The Odds Ratio and the Confidence Interval of the Multiple Logistic Regression Model; as a reference, Team I, fish meal bait, multiple dogs, medium-sized dogs, and males were selected
Variable | Odds ratio | 95%CI |
Team II | 1.99 | 1.08-3.73 |
Team III | 3.29 | 1.68-6.57 |
Team IV | 1.94 | 1.03-3.68 |
Team V | 1.61 | 0.88-2.97 |
Team VI | 1.33 | 0.70-2.56 |
Team VII | 3.64 | 1.78-7.58 |
Team VIII | 1.84 | 0.94-3.62 |
Team IX | 1.85 | 0.97-3.56 |
Team X | 2.13 | 1.10-4.18 |
Bait - intestine | 5.67 | 4.03-8.06 |
Bait - egg | 4.94 | 3.51-6.70 |
Social - single | 1.15 | 0.84-1.57 |
Size - large | 0.98 | 0.66-1.45 |
Size - small | 2.44 | 1.06-6.05 |
Sex - female | 1.28 | 0.92-1.79 |
Details on bait handling by the dogs are summarized in Table 6. The intestine bait was significantly more often completely consumed than the other two bait types. The handling time of the intestine bait was significantly shorter than for the other two baits. The sachet inside the intestine bait was significantly more often swallowed than for the egg - and fish meal baits. However, the sachet in the egg bait (95.9%) was significantly more often perforated than the sachet inside the intestine bait (84.9%) and fish meal bait (71.1%). The bait handling time was not influenced by the fact that other dogs were present when the bait was offered.

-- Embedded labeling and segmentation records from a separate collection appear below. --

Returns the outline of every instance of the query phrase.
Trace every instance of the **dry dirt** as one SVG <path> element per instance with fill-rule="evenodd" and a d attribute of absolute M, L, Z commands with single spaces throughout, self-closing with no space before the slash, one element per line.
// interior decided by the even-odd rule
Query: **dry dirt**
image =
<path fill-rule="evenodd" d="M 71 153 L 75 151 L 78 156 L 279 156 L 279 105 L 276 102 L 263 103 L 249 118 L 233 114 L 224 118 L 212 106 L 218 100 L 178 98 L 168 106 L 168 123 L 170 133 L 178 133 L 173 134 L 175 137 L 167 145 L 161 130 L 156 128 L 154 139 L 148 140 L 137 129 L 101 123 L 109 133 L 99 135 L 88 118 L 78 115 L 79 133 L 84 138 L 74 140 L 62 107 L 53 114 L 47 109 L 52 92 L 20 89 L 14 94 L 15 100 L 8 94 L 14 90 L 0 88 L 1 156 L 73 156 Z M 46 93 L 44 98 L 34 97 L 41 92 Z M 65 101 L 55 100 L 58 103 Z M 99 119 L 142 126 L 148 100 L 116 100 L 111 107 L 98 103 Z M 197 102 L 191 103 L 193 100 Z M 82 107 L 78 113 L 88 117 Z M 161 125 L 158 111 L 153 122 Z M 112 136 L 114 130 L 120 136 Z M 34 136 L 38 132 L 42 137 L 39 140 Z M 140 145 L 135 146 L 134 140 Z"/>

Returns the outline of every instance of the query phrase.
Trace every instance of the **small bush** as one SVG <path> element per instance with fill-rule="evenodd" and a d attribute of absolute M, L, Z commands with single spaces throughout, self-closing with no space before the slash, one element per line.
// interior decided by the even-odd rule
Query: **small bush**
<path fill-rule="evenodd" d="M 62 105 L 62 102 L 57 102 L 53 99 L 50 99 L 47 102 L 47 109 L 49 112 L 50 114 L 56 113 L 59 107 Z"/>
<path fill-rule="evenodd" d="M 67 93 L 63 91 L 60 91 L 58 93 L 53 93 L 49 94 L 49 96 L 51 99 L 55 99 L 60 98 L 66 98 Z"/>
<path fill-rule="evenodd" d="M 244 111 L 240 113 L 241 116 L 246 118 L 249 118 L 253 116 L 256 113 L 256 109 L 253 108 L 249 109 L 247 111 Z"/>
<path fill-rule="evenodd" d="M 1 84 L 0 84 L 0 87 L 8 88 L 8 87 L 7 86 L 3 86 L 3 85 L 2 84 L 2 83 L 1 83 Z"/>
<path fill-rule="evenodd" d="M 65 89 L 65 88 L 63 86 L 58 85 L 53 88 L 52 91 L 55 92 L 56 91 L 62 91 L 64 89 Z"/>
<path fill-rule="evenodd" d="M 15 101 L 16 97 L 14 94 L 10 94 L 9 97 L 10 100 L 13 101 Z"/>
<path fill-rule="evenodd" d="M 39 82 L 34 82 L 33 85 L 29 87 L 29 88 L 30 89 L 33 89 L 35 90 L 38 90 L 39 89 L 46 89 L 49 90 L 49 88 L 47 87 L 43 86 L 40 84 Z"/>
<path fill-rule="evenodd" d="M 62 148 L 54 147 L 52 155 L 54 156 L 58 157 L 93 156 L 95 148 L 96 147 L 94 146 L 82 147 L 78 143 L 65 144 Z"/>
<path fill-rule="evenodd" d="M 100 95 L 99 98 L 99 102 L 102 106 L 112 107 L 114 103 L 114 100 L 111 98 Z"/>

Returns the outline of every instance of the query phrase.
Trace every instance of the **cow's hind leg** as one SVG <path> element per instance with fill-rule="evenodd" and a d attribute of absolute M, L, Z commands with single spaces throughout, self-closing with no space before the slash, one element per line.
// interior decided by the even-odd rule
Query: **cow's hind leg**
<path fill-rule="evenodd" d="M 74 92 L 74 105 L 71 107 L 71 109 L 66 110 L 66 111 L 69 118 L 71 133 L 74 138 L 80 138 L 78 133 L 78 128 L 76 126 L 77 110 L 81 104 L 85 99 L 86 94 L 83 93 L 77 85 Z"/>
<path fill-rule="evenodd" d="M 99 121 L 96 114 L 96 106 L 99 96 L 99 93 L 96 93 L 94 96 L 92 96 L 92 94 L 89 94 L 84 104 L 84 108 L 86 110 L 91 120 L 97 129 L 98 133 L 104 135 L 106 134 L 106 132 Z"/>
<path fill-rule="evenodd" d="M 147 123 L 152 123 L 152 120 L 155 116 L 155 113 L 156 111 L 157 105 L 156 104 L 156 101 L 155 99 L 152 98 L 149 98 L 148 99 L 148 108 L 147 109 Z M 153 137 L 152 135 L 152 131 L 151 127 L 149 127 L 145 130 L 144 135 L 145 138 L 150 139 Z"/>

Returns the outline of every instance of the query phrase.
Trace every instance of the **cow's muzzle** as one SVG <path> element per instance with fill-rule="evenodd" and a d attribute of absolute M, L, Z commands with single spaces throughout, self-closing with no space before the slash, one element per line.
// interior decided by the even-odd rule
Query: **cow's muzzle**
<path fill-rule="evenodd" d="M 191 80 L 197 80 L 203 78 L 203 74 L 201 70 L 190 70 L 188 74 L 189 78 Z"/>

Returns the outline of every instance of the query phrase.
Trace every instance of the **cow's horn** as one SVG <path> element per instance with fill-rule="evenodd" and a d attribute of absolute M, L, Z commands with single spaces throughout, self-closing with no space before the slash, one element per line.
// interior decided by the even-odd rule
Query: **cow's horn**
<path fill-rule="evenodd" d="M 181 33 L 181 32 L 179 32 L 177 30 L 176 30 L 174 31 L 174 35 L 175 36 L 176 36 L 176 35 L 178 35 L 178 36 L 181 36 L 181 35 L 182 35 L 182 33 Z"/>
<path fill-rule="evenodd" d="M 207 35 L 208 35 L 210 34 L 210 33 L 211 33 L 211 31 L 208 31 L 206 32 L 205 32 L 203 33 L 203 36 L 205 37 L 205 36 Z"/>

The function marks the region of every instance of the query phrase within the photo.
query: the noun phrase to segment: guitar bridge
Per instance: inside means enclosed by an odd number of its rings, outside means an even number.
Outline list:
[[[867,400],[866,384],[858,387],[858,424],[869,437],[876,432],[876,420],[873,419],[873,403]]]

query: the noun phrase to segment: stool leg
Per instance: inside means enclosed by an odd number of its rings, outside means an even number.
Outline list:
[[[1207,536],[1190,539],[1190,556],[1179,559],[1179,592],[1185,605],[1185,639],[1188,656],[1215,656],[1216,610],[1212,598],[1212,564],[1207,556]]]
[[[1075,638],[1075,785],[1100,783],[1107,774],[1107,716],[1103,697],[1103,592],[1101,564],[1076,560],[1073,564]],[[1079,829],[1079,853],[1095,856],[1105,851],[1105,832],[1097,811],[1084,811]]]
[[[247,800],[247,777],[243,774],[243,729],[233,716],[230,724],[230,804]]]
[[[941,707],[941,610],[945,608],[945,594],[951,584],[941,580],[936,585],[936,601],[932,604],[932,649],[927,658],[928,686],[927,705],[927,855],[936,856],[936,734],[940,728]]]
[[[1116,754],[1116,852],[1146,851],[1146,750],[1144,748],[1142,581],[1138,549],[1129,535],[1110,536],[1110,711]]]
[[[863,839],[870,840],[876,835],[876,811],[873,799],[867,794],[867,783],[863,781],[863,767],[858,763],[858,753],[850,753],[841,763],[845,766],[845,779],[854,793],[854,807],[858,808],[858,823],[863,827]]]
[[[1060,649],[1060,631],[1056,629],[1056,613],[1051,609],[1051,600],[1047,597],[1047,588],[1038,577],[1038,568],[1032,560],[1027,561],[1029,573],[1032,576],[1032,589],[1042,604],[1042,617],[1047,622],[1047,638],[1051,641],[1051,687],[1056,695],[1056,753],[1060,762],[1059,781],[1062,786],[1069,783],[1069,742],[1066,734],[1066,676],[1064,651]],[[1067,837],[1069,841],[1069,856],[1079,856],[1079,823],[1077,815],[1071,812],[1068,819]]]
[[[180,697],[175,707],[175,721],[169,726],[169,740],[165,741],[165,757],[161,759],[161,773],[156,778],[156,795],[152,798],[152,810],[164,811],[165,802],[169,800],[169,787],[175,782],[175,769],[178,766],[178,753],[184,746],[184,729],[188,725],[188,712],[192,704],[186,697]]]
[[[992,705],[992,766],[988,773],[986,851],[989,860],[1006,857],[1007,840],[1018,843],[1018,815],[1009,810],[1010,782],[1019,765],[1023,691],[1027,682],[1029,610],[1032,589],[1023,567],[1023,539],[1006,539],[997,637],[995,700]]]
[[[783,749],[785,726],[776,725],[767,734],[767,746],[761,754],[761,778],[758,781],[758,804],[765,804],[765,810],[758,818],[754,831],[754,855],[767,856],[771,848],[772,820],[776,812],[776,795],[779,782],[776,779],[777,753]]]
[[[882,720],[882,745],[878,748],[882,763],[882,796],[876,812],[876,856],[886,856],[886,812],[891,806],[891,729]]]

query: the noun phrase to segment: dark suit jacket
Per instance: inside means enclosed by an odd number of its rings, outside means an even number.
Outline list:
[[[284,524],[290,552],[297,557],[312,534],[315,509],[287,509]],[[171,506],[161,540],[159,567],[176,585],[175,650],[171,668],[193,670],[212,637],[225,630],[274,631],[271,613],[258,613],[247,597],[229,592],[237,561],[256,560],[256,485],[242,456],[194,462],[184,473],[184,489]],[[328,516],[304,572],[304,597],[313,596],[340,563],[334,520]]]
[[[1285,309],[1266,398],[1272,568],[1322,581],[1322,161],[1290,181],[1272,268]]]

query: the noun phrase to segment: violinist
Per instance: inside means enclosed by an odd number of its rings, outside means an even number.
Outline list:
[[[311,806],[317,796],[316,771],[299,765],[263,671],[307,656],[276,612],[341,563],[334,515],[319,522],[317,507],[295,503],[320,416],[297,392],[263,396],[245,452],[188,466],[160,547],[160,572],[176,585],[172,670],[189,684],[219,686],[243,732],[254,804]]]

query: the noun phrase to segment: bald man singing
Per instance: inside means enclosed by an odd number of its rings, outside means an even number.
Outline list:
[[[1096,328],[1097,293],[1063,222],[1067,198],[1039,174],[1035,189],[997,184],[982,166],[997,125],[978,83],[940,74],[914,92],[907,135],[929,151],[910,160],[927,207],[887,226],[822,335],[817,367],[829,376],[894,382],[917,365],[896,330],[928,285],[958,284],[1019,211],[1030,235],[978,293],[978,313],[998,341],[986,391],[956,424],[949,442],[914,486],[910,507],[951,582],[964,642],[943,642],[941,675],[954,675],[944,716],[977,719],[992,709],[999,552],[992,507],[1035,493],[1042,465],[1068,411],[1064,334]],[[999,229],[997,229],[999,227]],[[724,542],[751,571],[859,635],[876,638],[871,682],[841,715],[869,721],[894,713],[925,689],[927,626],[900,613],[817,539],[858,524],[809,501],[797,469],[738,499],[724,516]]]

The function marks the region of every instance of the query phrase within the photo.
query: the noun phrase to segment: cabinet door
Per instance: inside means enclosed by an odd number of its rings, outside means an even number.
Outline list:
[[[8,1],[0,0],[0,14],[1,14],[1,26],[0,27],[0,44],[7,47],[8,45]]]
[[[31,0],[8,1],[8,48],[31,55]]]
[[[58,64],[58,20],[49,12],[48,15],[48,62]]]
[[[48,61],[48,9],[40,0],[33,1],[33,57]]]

Bait handling per bait type- only when the bait was accepted and consumed; N - number of dogs observed that were offered and consumed a bait for the listed setting
Factor | Settings | N | Bait type (%) | Test | ||
Intestine | Egg | Fish | ||||
Amount consumed | 100% | 83 | 91.0 | 69.0 | 64.1 | Chi2 |
50%-99% | 93 | 4.8 | 13.7 | 22.2 | ||
< 50% | 581 | 4.2 | 17.3 | 11.0 | ||
Sachet-1 | Perforated | 618 | 84.9 | 95.9 | 71.1 | Chi2 |
Sachet-2 | Discarded | 513 | 41.0 | 83.7 | 93.3 | Chi2 |
Swallowed | 233 | 59.0 | 16.3 | 6.7 | ||
Handling time | Very short (< 10 sec) | 89 | 19.6 | 9.7 | 2.0 | Chi2 |
Short (10-30 sec) | 224 | 32.8 | 27.4 | 27.4 | ||
Medium (31-60 sec) | 187 | 19.3 | 26.2 | 31.5 | ||
Long (> 60 sec) | 256 | 28.3 | 36.7 | 39.1 |
During the bait acceptance study, 10 contacts with the vaccine baits by the dog owners or caretakers were observed. None of these contacts led to direct contact with the contents of the sachet, as indicated by the absence of visible blue staining. Also, no biting incident was reported from a dog in the study areas to the Public Health authorities during 3 days following the study. A total of 375 households were visited during the second and third day afternoon following a visit in the morning where the dog had been offered a bait; 125 in Karangasem and 250 in Buleleng. A total of 23 contacts between blue-tongued dogs and a household member were reported. All contacts concerned licking incidents; 11 - hands only, 8 - hands and feet, 3 feet only, 1 - hand and cheek. Hence, in 6.1% of the household surveyed, someone had direct contact with a dog that recently consumed a vaccine bait.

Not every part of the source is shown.